Spack 👾

Install Spack

Spack is a package manager for supercomputers, Linux, and macOS. It makes installing scientific software easy. Spack isn’t tied to a particular language; you can build a software stack in Python or R, link to libraries written in C, C++, or Fortran, and easily swap compilers or target specific microarchitectures.

First, on the head node - which we connected to via SSM or DCV we’ll run:

export SPACK_ROOT=/shared/spack
git clone -b v0.19.0 -c feature.manyFiles=true https://github.com/spack/spack $SPACK_ROOT
echo "export SPACK_ROOT=$SPACK_ROOT" >> $HOME/.bashrc
echo "source \$SPACK_ROOT/share/spack/setup-env.sh" >> $HOME/.bashrc
source $HOME/.bashrc

This script assumes you have a /shared filesystem that’s accessible to all the compute nodes. I reccomend configuring this with either EFS or FSx Lustre so you can persist installed packages across multiple cluster. This makes doing version upgrades much easier.

This script is also written with a single-user environment in mind. If you have multiple users, each of them will need to add export SPACK_ROOT=/shared/spack && source \$SPACK_ROOT/share/spack/setup-env.sh to their ~/.bashrc file.

Spack Build Cache

In Spack v0.18.0, we introduced the concept of a public build cache. This allows users to install packages from pre-built binaries, dramatically lowering build time, up to 20x faster for certain packages.

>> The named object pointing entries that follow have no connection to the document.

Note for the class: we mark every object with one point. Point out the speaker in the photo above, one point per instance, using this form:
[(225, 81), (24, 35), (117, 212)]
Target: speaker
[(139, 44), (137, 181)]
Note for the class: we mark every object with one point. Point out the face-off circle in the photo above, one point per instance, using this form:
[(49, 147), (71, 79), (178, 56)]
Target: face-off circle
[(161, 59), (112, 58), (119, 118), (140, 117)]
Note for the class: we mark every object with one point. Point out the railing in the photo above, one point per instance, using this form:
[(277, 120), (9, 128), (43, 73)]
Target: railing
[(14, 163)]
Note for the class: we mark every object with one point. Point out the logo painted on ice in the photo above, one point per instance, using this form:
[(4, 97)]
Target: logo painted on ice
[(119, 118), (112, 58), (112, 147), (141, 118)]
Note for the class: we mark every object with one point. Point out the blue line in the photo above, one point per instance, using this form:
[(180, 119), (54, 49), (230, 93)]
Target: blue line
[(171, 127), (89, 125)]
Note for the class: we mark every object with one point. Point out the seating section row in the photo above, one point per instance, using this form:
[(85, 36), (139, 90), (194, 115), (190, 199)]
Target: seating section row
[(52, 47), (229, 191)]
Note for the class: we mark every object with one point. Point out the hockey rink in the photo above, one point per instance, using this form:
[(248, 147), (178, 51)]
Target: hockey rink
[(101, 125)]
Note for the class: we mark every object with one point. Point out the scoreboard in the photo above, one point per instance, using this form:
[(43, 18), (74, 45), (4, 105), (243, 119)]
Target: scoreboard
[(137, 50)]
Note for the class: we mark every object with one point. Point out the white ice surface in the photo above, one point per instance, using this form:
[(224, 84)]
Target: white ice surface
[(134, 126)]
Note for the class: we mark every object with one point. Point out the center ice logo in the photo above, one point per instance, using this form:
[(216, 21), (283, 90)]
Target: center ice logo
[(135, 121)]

You can also browse the contents of this caches at cache.spack.io.

To get started, add the binary mirror:

spack mirror add binary_mirror https://binaries.spack.io/develop
spack buildcache keys --install --trust

Then you’re able to install packages from the binary cache. For example the package WRF can be installed like so:

spack install wrf

When you get a cache hit you’ll see Extracting [package] from binary cache like so:

To check with packages you have installed, run:

spack find

So how much faster is this?

For WRF, this improves the installation time from 40 minutes to 10 minutes. A 4x speedup.